Collections are the core data structure in TopK. They store documents and provide the interface for querying them efficiently.

Creating a collection

To create a collection in TopK, call the create() function on client.collections().

The create() function takes two parameters:

name
string
required

The name of the collection.

schema
HashMap<String, FieldSpec>
required

Schema definition that describes the document structure.

Below is an example of creating a collection named books:

from topk_sdk.schema import int, text, f32_vector, vector_index, keyword_index, semantic_index

client.collections().create(
    "books",
    schema={
        "title": text().required().index(keyword_index()),
        "title_embedding": f32_vector(dimension=1536)
            .required()
            .index(vector_index(metric="euclidean")),
        "published_year": int().required(),
    },
)

Schema

Collection schema in TopK is a map of field names and field specifications.

TopK supports the following field data types:

int()

int() function is used to define an integer:

from topk_sdk.schema import int

"published_year": int()

float()

float() function is used to define a float:

from topk_sdk.schema import float

"price": float()

bool()

bool() function is used to define a boolean:

from topk_sdk.schema import bool

"is_published": bool()

text()

text() function is used to define a text:

from topk_sdk.schema import text

"title": text()

f32_vector()

f32_vector() function is used to define a vector field with 32-bit floating point values.

from topk_sdk.schema import f32_vector

"title_embedding": f32_vector(dimension=1536)

To configure the float vector dimension, pass a dimension parameter to the f32_vector() function:

dimension
int
required

The dimension of the vector.

The vector dimension will be validated when upserting documents. Passing a vector with a different dimension will result in an error.

u8_vector()

u8_vector() function is used to define a vector field with u8 values.

from topk_sdk.schema import u8_vector

"title_embedding": u8_vector(dimension=1536)

To configure the vector dimension, pass a dimension parameter to the u8_vector() function:

dimension
int
required

The dimension of the vector.

binary_vector()

binary_vector() function is used to define a binary vector packed into u8 values. You can pass vector dimension as a parameter (required, greater than 0) which will be validated when upserting documents.

Binary vector dimension is defined in terms of the number of bytes. This means that for a 1024-bit binary vector, the dimension topk expects is 128 (1024 / 8).

from topk_sdk.schema import binary_vector

"title_embedding": binary_vector(dimension=128)

To configure the binary vector dimension, pass a dimension parameter to the binary_vector() function:

dimension
int
required

The dimension of the vector.

bytes()

bytes() is used to define a bytes field in the schema.

from topk_sdk.schema import bytes

"image": bytes()

Properties

required()

required() is used to mark a field as required.

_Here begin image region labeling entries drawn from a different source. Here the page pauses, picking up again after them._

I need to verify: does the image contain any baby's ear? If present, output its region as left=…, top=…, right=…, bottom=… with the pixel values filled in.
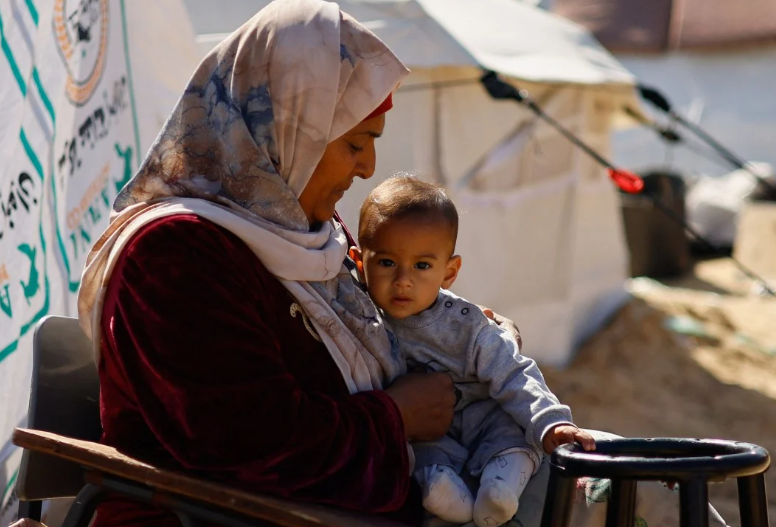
left=442, top=254, right=462, bottom=289
left=348, top=245, right=366, bottom=283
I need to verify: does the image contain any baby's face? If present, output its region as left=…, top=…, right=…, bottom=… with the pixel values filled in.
left=361, top=218, right=461, bottom=318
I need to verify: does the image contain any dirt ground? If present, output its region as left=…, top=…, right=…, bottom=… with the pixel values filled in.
left=543, top=259, right=776, bottom=526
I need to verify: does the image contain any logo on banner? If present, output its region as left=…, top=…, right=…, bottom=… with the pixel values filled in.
left=54, top=0, right=109, bottom=106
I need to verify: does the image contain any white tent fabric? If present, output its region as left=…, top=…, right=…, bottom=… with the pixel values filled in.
left=186, top=0, right=633, bottom=85
left=613, top=48, right=776, bottom=176
left=186, top=0, right=633, bottom=365
left=0, top=0, right=199, bottom=525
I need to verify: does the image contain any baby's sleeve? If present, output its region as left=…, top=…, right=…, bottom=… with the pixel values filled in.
left=472, top=323, right=572, bottom=450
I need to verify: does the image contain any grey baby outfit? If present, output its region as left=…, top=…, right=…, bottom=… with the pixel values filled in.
left=386, top=290, right=571, bottom=477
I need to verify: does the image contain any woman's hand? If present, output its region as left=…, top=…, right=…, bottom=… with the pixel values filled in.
left=386, top=373, right=455, bottom=441
left=477, top=306, right=523, bottom=350
left=542, top=425, right=595, bottom=454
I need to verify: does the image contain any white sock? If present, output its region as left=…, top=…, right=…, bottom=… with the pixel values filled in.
left=415, top=465, right=474, bottom=523
left=474, top=452, right=535, bottom=527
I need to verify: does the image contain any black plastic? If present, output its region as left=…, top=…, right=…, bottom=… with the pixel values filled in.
left=542, top=438, right=771, bottom=527
left=552, top=438, right=771, bottom=481
left=620, top=171, right=692, bottom=278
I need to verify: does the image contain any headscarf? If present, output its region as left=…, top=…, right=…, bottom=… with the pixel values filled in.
left=78, top=0, right=408, bottom=393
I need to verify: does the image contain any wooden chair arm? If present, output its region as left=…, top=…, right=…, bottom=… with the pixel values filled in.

All fields are optional by default.

"title": text().required()

Functions

index()

index() function is used to create an index on a field.

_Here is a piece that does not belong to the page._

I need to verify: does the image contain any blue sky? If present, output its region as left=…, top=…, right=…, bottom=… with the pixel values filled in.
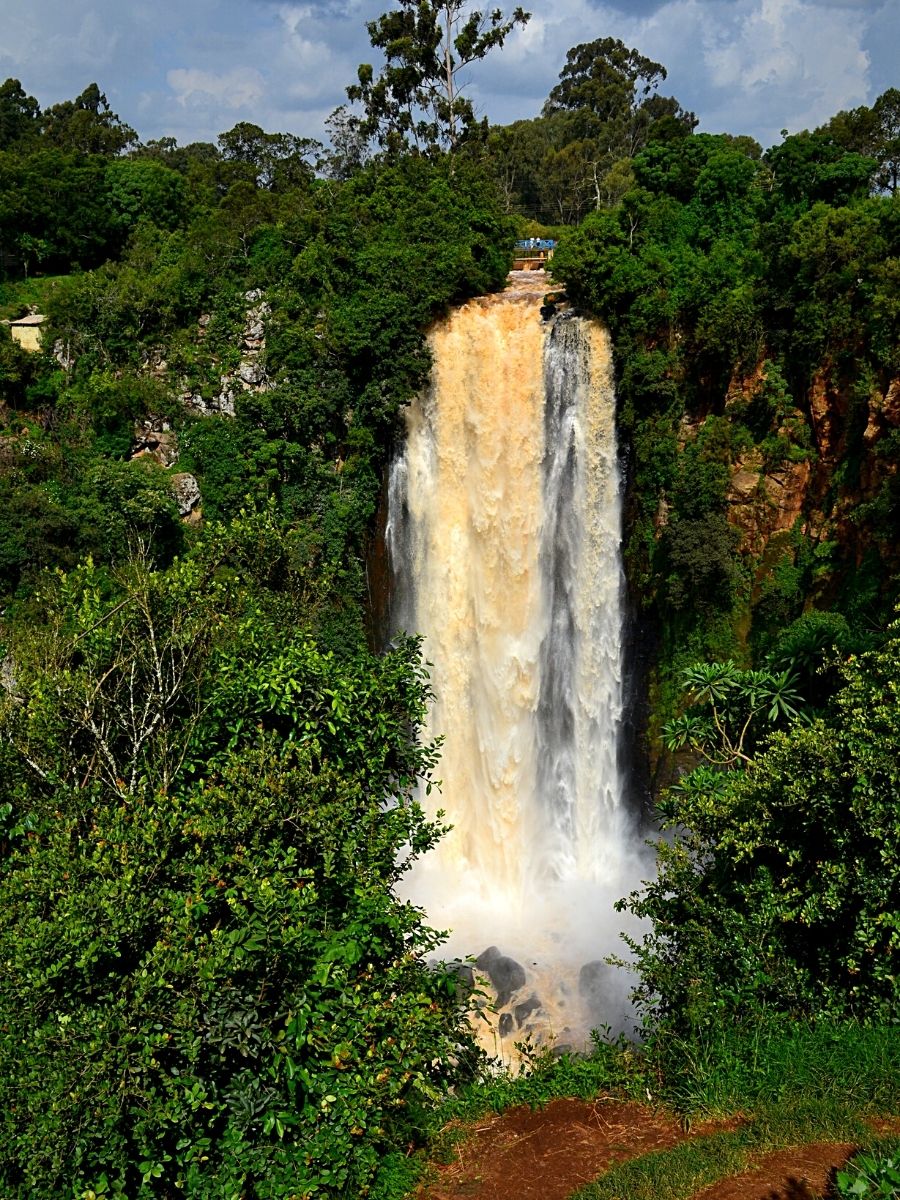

This function accepts a single parameter specifying the index type:

semantic_index()

This function is used to create both a keyword and a vector on a given field. This allows you to do both semantic search and keyword search over the same field. Note that semantic_index() can only be called over text() data type.

from topk_sdk.schema import semantic_index

"title": text().index(semantic_index())

Optionally, you can pass a model parameter and embedding_type parameter to the semantic_index() function:

model
string
default:"cohere/embed-multilingual-v3"

Embedding model to use for semantic search. Currently, these two models are supported:

  • cohere/embed-english-v3
  • cohere/embed-multilingual-v3 (default)
embedding_type
string
default:"float32"

TopK supports the following embedding types for Cohere models:

  • float32
  • uint8
  • binary

vector_index()

This function is used to create vector index on a vector field. You can add a vector index on f32_vector, u8_vector, or binary_vector fields.

from topk_sdk.schema import vector_index, f32_vector

"title_embedding": f32_vector(dimension=1536).index(vector_index(metric="cosine"))

You must specify a metric when calling vector_index(). This parameter determines how vector similarity is calculated:

metric
string
required

Supported vector distance metrics:

  • euclidean
  • cosine
  • dot_product
  • hamming (only supported for binary_vector() type)

keyword_index()

This function is used to create a keyword index on a text field:

from topk_sdk.schema import keyword_index

"title": text().index(keyword_index())

Adding a keyword index allows you to perform keyword search on this field.